Whereas the synthesis of β-manno and α-gluco stereochemical relationships has been achieved through alternative intramolecular methods, an efficient strategy for β-gluco stereochemical relationships by intramolecular aglycone delivery has not been previously developed.13 Early efforts from Bols demonstrated that C-6 delivery is unsuccessful since bridged bicyclic product 6 is the major product via intramolecular delivery of the internal C-6 oxygen rather than the desired tethered aglycone (Fig. 3).14 While successes were seen with ribose frameworks,14 long-range intramolecular delivery with pyranosides remains an unsolved problem. We reasoned that installation of a conformational bias that prevents chair–chair interconversion should inhibit delivery of the undesired C-6 oxygenation. To evaluate this hypothesis, we utilized the strategy pioneered by Ley to protect the C-3/C-4 trans-diol via the cyclic bisacetal 7 (Fig. 3).15 This protecting group serves the two useful purposes of (1) providing streamlined access to the desired protecting group array, wherein late-stage installation of the C-6 silane is easily allowed, and (2) removing the conformational flexibility that allows the undesired [3.2.1]-oxabicyclic product 6 to form. This strategy allows straightforward access to a range of thiophenyl sugar silanes 8–10 bearing a C-6 silane, a C-3/C-4 trans-diol protected as the bis-acetal, and a range of C-2 substituents including benzyloxy, acetoxy, azido, and hydrogen substituents.
Silylations of alcohols using sugar silanes 8–10 were typically conducted with a CuCl–IPr catalyst derived from a 1:2 Cu:IPr ratio (Table 2).16 Reactions of these silanes were most efficiently accomplished with this hindered catalyst, compared with the CuCl–IMes catalyst that was utilized with silylations of the more hindered C-2 sugar silanes 1–3 (Table 1). As a first pair of examples of the C-6 delivery strategy, the intramolecular glycosylations of butanol and phenethyl alcohol were conducted using sugar silane 8a. In both cases, β-glucoside products 12a and 12b were obtained as single stereoisomers (Table 2). Simple secondary alcohols such as cyclohexanol were effective participants as evidenced by the production of 12c in good yield as a single stereoisomer. Unlike the C-2 delivery procedures that tolerate hindered alcohols, secondary alcohols more hindered than cyclohexanol were poor substrates for C-6 delivery. More hindered substrates such as menthol and C-2 hydroxyl acceptors derived from glucose underwent glycosylation in moderate to low yield. Given this limitation, the CuCl–IPr catalyst system was used in the majority of the C-6 delivery examples as this method is most effective with the primary acceptor alcohols employed.
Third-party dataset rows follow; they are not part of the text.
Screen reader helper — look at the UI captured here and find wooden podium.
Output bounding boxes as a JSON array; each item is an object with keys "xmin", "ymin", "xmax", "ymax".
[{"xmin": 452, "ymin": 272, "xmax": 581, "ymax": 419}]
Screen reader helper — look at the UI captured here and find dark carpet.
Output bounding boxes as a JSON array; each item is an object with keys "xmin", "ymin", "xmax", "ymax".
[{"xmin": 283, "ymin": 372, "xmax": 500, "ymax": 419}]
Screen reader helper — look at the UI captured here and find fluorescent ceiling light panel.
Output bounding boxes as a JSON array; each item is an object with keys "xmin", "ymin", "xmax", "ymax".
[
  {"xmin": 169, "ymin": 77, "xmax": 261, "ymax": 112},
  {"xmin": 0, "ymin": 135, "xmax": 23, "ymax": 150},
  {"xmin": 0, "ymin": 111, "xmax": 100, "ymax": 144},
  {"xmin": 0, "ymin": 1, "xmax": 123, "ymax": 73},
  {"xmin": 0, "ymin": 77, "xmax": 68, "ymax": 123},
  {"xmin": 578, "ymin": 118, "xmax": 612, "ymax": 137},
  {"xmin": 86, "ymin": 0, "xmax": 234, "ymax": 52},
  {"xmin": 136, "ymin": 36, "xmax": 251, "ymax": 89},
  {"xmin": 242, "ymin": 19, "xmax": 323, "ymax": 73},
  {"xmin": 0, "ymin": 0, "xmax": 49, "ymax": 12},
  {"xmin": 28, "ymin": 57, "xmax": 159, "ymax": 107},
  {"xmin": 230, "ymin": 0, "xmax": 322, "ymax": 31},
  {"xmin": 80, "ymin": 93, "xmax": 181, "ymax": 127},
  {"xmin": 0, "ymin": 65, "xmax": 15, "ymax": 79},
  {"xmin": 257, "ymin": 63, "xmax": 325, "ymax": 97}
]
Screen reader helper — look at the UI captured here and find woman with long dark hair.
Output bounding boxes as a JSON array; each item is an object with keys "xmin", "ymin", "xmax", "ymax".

The formation of C-6 linked disaccharides proceeded efficiently, as evidenced by the formation of products 12d and 12e. In the former case (12d), coupling using B(C6F5)3 avoided the formation of a homocoupling product derived from partial hydrolysis of the sugar silane reagent. In the latter case (12e), a small amount of an impurity derived from dimerization of the sugar donor 8a was inseparable from intermediate 11e. Nonetheless, subjecting the mixture to glycosylation conditions led to the clean production of product 12e, which was easily purified. Additionally, an example demonstrated the chemoselectivity for hydroxyls over ketones in the production of 12f. In this case, the site-selective alcohol silylation is best accomplished with B(C6F5)3 as the catalyst.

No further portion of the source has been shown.